With a build up like that you just know that there’s fun to be had on every single page, but in this case BB directs us to their review of Beowulf which starts off with the following:

“Beowulf” (2007), PG-13 [HARDCORE R-13*] … quite probably the most heinous culprit for stealing childhood from children ever made.

First we have The Golden Compass being such a huge danger to young Christian’s beliefs that the AFA tells parents to run away from it and now we have CAP Ministries saying that Beowulf will steal your child’s childhood! EVERYBODY PANIC!!!

A quick note on the double rating you see above. It seems the folks at CAP Ministries have their own system of rating movies which involves six Investigation Areas that they assign 100 points each. Then they subtract points for every sinful thing they see on screen and when they’re done that final score will determine what rating they feel the film deserves.  In the case of Beowulf the official rating is PG-13 and the CAP Ministries rating, in the brackets, is R-13. They claim this provides them with an objective rating of the movie…

The CAP Model relies on fact, not speculation—it is as objective as any human evaluation system can be. Either an example of unacceptable activity or behavior was present during the investigation or it was not. The CAP Model makes no attempt to evaluate whether any justification for an unacceptable activity/behavior was present.
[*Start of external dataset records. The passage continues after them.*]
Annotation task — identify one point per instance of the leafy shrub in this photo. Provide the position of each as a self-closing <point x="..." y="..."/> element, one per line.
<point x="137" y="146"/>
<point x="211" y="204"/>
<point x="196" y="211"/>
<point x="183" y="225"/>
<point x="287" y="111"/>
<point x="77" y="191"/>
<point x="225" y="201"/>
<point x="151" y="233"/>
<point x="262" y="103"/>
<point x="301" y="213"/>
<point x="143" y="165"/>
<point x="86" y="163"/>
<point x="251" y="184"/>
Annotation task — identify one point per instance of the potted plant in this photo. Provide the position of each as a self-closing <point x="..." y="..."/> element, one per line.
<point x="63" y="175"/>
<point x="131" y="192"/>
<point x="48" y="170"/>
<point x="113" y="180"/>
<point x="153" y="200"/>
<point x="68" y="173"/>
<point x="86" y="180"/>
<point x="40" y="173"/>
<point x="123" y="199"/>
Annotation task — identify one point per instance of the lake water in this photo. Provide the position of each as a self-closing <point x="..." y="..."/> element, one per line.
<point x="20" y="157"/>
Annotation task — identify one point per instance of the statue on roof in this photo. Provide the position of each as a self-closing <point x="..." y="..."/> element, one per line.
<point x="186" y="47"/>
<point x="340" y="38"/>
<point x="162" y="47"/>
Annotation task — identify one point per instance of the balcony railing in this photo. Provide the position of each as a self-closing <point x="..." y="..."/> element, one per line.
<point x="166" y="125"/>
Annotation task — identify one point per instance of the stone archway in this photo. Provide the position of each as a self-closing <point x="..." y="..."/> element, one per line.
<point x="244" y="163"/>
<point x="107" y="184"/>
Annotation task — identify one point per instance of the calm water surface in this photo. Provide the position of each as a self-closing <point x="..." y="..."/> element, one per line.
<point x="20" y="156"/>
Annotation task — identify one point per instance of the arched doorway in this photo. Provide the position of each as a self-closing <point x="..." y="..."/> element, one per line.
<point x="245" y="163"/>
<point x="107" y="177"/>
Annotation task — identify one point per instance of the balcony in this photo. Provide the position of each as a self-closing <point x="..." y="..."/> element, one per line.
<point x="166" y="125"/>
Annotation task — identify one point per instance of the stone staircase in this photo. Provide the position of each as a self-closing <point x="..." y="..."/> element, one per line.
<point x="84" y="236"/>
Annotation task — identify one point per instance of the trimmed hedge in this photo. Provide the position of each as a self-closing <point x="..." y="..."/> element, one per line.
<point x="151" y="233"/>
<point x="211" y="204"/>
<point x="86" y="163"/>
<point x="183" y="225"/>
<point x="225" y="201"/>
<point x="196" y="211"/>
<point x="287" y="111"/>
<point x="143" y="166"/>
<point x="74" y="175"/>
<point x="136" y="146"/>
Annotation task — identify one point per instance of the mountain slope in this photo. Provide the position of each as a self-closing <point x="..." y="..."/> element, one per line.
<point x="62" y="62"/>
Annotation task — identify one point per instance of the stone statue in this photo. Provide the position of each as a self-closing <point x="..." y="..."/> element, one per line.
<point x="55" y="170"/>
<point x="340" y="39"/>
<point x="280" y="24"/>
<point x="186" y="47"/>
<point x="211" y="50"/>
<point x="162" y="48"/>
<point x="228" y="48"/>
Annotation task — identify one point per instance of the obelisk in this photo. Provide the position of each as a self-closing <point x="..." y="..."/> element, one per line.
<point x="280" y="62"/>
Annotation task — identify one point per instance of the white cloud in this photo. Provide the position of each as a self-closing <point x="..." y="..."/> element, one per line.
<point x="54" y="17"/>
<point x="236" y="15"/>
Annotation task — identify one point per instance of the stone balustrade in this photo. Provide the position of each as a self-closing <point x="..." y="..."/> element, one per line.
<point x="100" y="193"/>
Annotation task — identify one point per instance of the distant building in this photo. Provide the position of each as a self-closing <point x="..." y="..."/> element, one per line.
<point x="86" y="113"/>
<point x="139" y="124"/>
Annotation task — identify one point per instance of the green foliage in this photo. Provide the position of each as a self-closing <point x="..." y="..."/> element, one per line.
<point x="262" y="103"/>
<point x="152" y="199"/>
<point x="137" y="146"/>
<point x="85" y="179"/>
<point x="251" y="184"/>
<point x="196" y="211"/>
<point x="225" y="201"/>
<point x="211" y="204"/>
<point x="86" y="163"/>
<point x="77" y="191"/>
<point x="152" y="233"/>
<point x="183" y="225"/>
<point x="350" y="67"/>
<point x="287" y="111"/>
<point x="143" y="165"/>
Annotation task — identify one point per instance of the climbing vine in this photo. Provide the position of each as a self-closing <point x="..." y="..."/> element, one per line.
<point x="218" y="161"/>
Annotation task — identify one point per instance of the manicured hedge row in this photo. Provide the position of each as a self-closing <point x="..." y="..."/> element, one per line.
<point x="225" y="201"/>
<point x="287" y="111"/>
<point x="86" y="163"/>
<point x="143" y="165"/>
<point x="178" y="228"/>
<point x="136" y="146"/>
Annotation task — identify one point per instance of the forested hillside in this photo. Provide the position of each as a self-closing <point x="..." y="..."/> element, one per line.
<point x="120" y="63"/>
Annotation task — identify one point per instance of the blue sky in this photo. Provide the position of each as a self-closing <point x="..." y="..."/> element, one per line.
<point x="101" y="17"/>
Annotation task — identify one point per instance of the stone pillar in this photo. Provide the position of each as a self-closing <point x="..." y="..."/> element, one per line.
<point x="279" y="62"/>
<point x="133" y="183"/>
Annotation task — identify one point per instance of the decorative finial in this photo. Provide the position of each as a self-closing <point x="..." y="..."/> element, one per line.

However, any evaluation involving human factors must provide allowances for subjectivity. The CAP provides for a certain amount of subjectivity to account for varying degrees of severity of unacceptable activity/behavior. For example, witnessing after-the-fact an act of violence is not as graphically extreme as witnessing the mechanism and/or instrument of violence in action. Each example that is so graphically extreme must be given more weight against compliance with Christian ethics because of the more severe impact on the observer. The Investigator is therefore permitted to account for severity by assigning a point loss from one to three points as described earlier.

… while conveniently ignoring the fact that determining what is and isn’t “unacceptable activity” is largely a subjective process even when trying to use the Bible as a guide. They spend quite a bit of time going over how they devised their scoring system and some of it makes for some amusing reading so I invite you to peruse it at your leisure, but right now I want to get to their review of this child endangering film.

So what’s got these folks all riled up? Primarily it appears to be the amount of nudity in the film:

Nudity is rampant. Full nudity. Male. Female. Frontal. Side. Rear. All angles. Though the male-specific anatomy is always kept in the shadows all other tissues and anatomy associated with it are seen in amazing anatomical detail.

I will not argue the nudity in this film. That the filmmakers used what looked like metallic plating over portions of the nude witch does not excuse the nudity. The viewer can tell only her pubic hair is missing. Does the gold plating on jewelry change its form or features? And that the nudity is in CGI does nothing to lessen its influence because of the graphic attention to detail used. It is grasping for the MPAA to approve this film for younger audiences just because the nudity is CGI animation rather than live actors and actresses. If that were justifiable reasoning I guess photographs of nudity would have to be approved for yournger audiences since a photogprah is no more than a piece of paper with chemicals on it. And what about live character nudity onscoreen? It is no more than visible light photons modulated by a film strip of chemicals.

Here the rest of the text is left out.